When |z| < 1, from geometric series,
$$\sum_{k=0}^{\infty} z^k = \frac{1}{1-z}$$
By integration,
$$\sum_{k=1}^{\infty} \frac{z^k}{k} = -\log{(1-z)}$$
This formula also can be verified by Taylor series of $-\log{(1-z)}$.
Then, what about $$\sum_{k=1}^{\infty} \frac{z^{k+x}}{k+x}$$
for $0 \le x < 1$ ?
In the same way,
$$\sum_{k=0}^{\infty} z^{k+x} = \frac{z^x}{1-z}$$
By integration,
$$ \begin{align} \sum_{k=1}^{\infty} \frac{z^{k+x}}{k+x} =& \int_0^z \frac{w^x}{1-w} dw \\ =& \left[ \frac{w^x}{(1-w)\log(w)} \right]_0^z dw \\ =& \frac{z^x}{(1-z)\log(z)} \end{align} $$
This formula should be same with $-\log(1-z)$ when $x=0$.
Howevery, it is not.
What mistake I did?
What is the correct formula?
I stuck here.
You are in the domain of special functions $$\sum_{k=1}^{\infty} \frac{z^{k+x}}{k+x}=z^{x+1} \Phi (z,1,x+1)$$ where appears the Hurwitz-Lerch transcendent function.

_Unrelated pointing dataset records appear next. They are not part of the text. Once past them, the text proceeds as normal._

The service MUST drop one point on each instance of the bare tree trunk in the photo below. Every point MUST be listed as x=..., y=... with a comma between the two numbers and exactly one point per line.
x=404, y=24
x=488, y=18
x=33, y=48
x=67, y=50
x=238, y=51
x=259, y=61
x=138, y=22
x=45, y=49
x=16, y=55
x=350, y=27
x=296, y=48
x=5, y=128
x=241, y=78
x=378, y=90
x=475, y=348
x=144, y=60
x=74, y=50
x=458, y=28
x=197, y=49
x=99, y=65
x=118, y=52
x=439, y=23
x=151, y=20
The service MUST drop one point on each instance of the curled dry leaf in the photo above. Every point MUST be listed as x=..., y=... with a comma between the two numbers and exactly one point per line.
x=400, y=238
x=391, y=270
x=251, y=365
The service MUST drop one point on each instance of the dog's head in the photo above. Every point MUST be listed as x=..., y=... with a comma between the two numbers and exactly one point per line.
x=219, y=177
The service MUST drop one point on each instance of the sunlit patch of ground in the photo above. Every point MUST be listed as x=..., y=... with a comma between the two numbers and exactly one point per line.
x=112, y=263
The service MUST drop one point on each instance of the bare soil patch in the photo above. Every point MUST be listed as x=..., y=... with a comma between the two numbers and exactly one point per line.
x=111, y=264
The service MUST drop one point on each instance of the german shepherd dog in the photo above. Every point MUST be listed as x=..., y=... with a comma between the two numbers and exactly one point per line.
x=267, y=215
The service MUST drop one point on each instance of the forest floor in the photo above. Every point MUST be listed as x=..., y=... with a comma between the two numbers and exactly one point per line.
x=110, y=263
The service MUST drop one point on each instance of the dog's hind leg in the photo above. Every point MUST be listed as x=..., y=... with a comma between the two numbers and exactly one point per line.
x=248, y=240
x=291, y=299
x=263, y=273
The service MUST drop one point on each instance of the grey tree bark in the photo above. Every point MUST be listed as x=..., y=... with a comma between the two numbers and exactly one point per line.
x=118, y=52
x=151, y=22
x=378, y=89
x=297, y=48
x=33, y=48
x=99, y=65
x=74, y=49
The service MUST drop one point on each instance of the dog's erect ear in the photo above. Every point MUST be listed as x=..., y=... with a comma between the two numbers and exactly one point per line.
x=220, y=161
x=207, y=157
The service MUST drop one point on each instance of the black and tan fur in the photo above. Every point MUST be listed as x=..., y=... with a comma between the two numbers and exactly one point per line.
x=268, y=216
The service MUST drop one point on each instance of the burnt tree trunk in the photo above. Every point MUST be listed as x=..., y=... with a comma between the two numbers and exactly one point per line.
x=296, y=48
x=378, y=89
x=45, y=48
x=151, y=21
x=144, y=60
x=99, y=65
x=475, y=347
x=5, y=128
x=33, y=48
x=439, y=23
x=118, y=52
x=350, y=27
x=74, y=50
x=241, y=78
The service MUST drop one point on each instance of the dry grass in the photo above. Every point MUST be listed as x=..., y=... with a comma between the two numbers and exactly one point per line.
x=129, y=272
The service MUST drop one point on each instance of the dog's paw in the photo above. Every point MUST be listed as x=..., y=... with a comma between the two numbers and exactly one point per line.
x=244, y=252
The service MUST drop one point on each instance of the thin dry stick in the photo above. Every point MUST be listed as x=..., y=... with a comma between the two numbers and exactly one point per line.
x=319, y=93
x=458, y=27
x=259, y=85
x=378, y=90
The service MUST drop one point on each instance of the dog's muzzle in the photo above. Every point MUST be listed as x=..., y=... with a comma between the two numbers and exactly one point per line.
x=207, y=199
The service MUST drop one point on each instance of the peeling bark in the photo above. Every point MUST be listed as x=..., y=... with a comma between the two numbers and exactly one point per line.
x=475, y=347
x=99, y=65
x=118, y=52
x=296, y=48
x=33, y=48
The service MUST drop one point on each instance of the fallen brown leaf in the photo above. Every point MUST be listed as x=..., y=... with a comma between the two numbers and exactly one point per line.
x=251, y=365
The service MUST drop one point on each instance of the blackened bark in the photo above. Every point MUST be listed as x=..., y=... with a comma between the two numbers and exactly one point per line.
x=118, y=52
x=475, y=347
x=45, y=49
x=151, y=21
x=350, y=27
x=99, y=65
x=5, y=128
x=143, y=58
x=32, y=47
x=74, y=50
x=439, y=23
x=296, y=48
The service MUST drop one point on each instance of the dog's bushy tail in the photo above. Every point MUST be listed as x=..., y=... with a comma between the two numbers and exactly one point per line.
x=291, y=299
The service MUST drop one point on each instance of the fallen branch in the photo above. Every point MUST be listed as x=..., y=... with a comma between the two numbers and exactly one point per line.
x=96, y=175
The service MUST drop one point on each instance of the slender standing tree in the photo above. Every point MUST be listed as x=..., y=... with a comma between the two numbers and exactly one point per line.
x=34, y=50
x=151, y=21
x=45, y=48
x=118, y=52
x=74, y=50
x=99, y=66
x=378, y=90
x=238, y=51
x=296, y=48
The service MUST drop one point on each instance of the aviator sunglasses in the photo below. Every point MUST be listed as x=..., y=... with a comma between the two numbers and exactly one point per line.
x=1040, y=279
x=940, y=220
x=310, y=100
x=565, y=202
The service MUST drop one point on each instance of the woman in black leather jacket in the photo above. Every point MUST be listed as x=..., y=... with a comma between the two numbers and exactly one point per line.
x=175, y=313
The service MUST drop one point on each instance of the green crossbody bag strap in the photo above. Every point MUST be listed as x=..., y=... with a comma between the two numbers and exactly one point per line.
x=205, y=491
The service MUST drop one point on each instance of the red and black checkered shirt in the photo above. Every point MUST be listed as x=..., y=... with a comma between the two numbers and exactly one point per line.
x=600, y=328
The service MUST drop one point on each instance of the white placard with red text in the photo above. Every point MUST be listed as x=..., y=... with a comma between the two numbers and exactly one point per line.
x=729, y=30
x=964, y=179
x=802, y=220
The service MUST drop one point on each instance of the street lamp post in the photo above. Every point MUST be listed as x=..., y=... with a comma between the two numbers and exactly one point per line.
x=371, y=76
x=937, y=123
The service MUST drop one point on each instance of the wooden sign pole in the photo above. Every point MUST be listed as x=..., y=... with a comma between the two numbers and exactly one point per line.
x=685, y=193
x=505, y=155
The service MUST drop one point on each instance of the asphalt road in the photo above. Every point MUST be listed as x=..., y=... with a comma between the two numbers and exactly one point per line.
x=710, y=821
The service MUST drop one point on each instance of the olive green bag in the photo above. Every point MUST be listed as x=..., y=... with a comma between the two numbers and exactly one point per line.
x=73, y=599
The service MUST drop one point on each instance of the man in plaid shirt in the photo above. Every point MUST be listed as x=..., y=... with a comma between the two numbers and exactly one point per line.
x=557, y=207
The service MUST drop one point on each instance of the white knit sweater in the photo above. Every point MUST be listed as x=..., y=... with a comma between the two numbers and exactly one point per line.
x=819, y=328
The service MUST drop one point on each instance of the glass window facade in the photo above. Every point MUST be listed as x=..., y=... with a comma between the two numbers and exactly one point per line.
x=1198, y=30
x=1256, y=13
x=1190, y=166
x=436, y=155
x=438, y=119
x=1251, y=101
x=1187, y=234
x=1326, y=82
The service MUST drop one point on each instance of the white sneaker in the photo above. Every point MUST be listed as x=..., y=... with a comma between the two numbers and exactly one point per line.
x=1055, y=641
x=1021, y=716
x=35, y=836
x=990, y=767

If you want to compute the antiderivative $$I=\int \frac{w^x}{1-w}\, dw =\frac{w^{x+1} }{x+1} \, _2F_1(1,x+1;x+2;w)$$ where appears the gaussian hypergeometric function.
Now, for $$J=\int_0^z \frac{w^x}{1-w}\, dw =B_z(x+1,0) \qquad \text{if} \qquad (\Re(z)<1\lor z\notin \mathbb{R})\land \Re(x)>-1$$ where appears the incomplete beta function.